I first learned of the proposed mine and discharge permit in 2011, when I was the then Pamlico-Tar Riverkeeper for Sound Rivers. Now, as the executive director, I have stood for almost 15 years with the residents of Blounts Creek who have asked the North Carolina Department of Environmental Quality for reasonable and available alternatives to the mine wastewater discharge —  alternatives that were never fully vetted by the agency or the company. You have heard tonight the many stories of why a healthy and natural Blounts Creek is important to the local residents and the economy of our county. You have heard from our Riverkeeper that the permit does not comply with the requirements of the Clean Water Act, is not enforceable in any meaningful way and fails to protect the integrity of a healthy and vibrant Blounts Creek. 

I know that DEQ has been systematically diminished and underfunded by the North Carolina General Assembly, attacked by big business, undermined by the state courts — I understand the struggle you have faced.

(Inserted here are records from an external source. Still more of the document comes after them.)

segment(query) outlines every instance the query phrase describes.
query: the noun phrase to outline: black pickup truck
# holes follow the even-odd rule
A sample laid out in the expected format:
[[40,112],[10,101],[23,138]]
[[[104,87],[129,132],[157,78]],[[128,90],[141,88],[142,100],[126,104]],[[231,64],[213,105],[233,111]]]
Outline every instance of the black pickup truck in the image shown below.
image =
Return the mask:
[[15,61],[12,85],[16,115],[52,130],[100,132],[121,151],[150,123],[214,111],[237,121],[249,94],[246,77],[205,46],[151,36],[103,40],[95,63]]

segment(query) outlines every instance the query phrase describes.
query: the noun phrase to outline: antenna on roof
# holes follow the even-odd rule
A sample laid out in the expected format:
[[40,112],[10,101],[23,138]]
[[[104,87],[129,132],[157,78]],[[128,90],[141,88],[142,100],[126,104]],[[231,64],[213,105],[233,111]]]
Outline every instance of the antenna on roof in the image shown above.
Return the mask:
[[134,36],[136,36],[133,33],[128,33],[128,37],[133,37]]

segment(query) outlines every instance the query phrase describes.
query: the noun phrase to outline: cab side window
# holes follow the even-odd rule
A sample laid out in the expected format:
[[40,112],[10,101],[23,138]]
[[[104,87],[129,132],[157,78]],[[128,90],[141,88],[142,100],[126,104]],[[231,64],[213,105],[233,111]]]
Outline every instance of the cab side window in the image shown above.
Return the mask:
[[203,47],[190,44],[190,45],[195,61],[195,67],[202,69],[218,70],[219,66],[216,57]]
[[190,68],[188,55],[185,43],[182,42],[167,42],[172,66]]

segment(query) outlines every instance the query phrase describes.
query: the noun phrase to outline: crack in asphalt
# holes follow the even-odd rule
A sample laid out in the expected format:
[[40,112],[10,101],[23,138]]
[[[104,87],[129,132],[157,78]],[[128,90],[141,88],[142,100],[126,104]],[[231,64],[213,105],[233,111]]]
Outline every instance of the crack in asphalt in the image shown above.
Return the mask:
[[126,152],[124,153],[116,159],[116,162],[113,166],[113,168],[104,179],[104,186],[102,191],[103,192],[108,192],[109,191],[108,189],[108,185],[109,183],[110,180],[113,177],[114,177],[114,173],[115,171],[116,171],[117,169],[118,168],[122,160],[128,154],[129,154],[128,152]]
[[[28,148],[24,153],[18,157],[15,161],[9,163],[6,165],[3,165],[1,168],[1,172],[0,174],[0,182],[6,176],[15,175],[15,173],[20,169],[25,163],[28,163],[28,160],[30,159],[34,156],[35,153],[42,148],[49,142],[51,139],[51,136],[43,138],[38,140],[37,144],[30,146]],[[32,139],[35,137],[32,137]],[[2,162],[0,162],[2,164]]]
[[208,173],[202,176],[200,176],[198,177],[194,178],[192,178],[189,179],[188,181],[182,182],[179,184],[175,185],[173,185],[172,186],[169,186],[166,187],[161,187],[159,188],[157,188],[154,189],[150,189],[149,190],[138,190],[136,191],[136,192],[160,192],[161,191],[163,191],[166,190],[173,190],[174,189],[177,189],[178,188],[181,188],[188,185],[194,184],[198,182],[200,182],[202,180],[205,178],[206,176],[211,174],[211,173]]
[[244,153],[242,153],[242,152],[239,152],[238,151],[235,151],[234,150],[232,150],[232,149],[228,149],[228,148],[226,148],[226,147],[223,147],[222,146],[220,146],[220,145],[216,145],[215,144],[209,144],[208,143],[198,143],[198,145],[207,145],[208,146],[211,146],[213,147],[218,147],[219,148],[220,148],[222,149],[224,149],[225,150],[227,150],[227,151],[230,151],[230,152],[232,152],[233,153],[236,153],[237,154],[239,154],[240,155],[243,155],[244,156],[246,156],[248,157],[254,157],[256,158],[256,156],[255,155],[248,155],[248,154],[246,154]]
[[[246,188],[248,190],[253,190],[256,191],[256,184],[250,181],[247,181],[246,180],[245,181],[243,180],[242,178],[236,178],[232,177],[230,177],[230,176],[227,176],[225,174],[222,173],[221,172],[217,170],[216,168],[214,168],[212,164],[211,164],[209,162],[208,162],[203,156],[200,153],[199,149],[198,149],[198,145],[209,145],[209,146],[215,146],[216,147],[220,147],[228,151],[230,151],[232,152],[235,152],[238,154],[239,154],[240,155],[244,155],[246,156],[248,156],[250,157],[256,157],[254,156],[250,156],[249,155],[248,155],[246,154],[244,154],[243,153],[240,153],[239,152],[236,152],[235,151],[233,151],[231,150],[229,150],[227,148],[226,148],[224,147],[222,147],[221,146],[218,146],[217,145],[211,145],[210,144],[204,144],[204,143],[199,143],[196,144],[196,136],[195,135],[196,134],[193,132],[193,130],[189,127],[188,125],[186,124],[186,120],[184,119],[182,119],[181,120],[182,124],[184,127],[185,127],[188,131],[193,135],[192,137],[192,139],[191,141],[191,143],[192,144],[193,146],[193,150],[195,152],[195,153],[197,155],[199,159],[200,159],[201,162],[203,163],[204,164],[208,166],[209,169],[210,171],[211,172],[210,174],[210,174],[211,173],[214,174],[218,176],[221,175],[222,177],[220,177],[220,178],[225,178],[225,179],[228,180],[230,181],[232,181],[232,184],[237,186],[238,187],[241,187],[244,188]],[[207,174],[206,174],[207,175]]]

If ever there was a time and place to take a stand against those that would seek to turn you from a regulatory agency to simply a permitting agency for business and industry, it’s now. These residents have waited for almost 15 years for you to do the right thing and to use the regulatory authority under the Clean Water Act, state law and the intent of the state’s Constitution to protect Blounts Creek. Now is the time to advocate for the natural environment you are supposed to protect, not protect the economic interest of big business that seeks to profit from it at the expense of local residents. You do that — you use your authority to do the right thing — and we, the community, will stand with you.